Table 8 Results of discriminative and generative language models on the test split.

We illustrate a detailed comparison of precision, recall, and F1-macro between the top discriminative and generative LLMs - BioBERT and OpenBioLLM-70B - across the classes evidence, inconclusive, and NEI in Fig. 3(a). BioBERT demonstrated superior performance across all classes. For the NEI class, it achieved a precision of 92.9% and a recall of 81.1%, indicating that it effectively determined whether relevant information was present in the abstracts. For the evidence class, BioBERT reached a precision of 72.8% and a recall of 87.6%, enabling it accurately distinguish the evidence from the inconclusive grounding. OpenBioLLM-70B exhibited a lower precision (37.6%) but a higher recall (88.5%) in identifying the evidence class, on the contrary, it showed higher precision but lower recall for the inconclusive and NEI class. These results suggest that the finetuned OpenBioLLM-70B tends to over-predicting evidence labels.

Fig. 3
figure 3

Performance and stratified analysis of the top discriminative and generative models.

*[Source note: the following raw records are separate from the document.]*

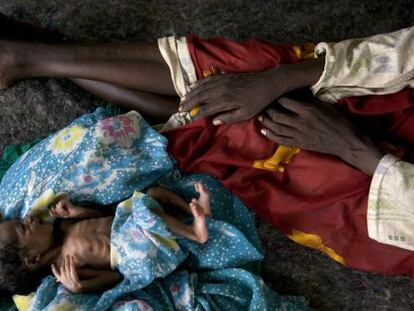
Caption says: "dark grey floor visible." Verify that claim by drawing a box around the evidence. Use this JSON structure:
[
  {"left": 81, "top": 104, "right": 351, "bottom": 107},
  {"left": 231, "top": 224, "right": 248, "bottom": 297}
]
[{"left": 0, "top": 0, "right": 414, "bottom": 310}]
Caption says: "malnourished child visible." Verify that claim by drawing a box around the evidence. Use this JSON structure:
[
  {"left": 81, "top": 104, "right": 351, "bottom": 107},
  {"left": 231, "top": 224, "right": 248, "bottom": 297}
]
[{"left": 0, "top": 183, "right": 211, "bottom": 294}]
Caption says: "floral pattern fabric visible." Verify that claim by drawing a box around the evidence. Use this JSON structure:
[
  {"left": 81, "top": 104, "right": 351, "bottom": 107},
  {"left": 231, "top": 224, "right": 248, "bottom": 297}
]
[{"left": 0, "top": 109, "right": 308, "bottom": 311}]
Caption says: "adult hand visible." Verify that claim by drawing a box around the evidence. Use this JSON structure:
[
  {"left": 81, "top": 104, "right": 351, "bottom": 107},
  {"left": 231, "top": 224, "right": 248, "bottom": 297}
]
[
  {"left": 259, "top": 98, "right": 383, "bottom": 176},
  {"left": 49, "top": 197, "right": 82, "bottom": 218},
  {"left": 181, "top": 72, "right": 283, "bottom": 125},
  {"left": 180, "top": 58, "right": 324, "bottom": 125}
]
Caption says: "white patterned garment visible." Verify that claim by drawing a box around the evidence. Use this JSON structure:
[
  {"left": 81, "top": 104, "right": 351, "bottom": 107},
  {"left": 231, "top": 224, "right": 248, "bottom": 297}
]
[
  {"left": 367, "top": 155, "right": 414, "bottom": 250},
  {"left": 311, "top": 27, "right": 414, "bottom": 250},
  {"left": 311, "top": 27, "right": 414, "bottom": 103}
]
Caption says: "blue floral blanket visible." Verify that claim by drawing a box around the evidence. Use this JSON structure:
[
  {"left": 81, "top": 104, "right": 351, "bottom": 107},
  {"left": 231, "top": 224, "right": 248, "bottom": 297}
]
[{"left": 0, "top": 108, "right": 308, "bottom": 311}]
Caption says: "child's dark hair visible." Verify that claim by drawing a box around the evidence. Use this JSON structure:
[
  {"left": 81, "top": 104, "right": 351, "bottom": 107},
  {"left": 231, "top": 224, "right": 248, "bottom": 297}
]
[{"left": 0, "top": 243, "right": 40, "bottom": 295}]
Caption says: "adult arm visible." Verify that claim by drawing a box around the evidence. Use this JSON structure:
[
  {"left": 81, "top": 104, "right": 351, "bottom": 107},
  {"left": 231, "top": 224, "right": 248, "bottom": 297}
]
[
  {"left": 260, "top": 99, "right": 414, "bottom": 250},
  {"left": 311, "top": 27, "right": 414, "bottom": 103},
  {"left": 181, "top": 27, "right": 414, "bottom": 124},
  {"left": 259, "top": 98, "right": 384, "bottom": 176},
  {"left": 180, "top": 57, "right": 324, "bottom": 125}
]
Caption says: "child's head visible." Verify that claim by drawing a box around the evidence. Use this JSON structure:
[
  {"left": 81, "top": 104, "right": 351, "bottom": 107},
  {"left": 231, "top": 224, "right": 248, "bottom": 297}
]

Figure 3(b) shows the analysis of the top discriminative and generative LLMs across samples with different statistical test types. BioBERT outperformed OpenBioLLM-70B in Superiority, Superiority or Other, and Equivalence classes, achieving the highest performance in the Superiority class (Accuracy: 81.5%, F1-macro: 75.6%). OpenBioLLM-70B showed higher performance across the Non-inferiority or Equivalence and Non-inferiority class, achieving the highest performance in Non-inferiority class (Accuracy: 87.5%, F1-macro: 87.3%).

Figure 3(c) compares the performance of the top discriminative and generative LLMs across 20 disease types, arranged in a decent order of sample size. BioBERT achieved its highest F1-macro scores (100%) on Hemic and Lymphatic Diseases and Eye Diseases, while its lowest F1-macro score (45.0%) on Otorhinolaryngologic Diseases. OpenBioLLM achieved its highest F1-macro scores (77.8%) on Eye Diseases, while its lowest F1-macro score (17.8%) on Chemically Induced Disorders. Different diseases are either more challenging or easier to classify, and we do not observe that this complexity correlates with the number of samples available.

Usage Notes

CliniFact37 provides a benchmark for evaluating the accuracy of large language models (LLMs) in verifying scientific claims specific to clinical research. Researchers can utilize the dataset to develop and fine-tune models aimed at improving natural language understanding, logical reasoning, and misinformation48 detection in healthcare. Additionally, the dataset facilitates the comparison of performance across various types of LLMs.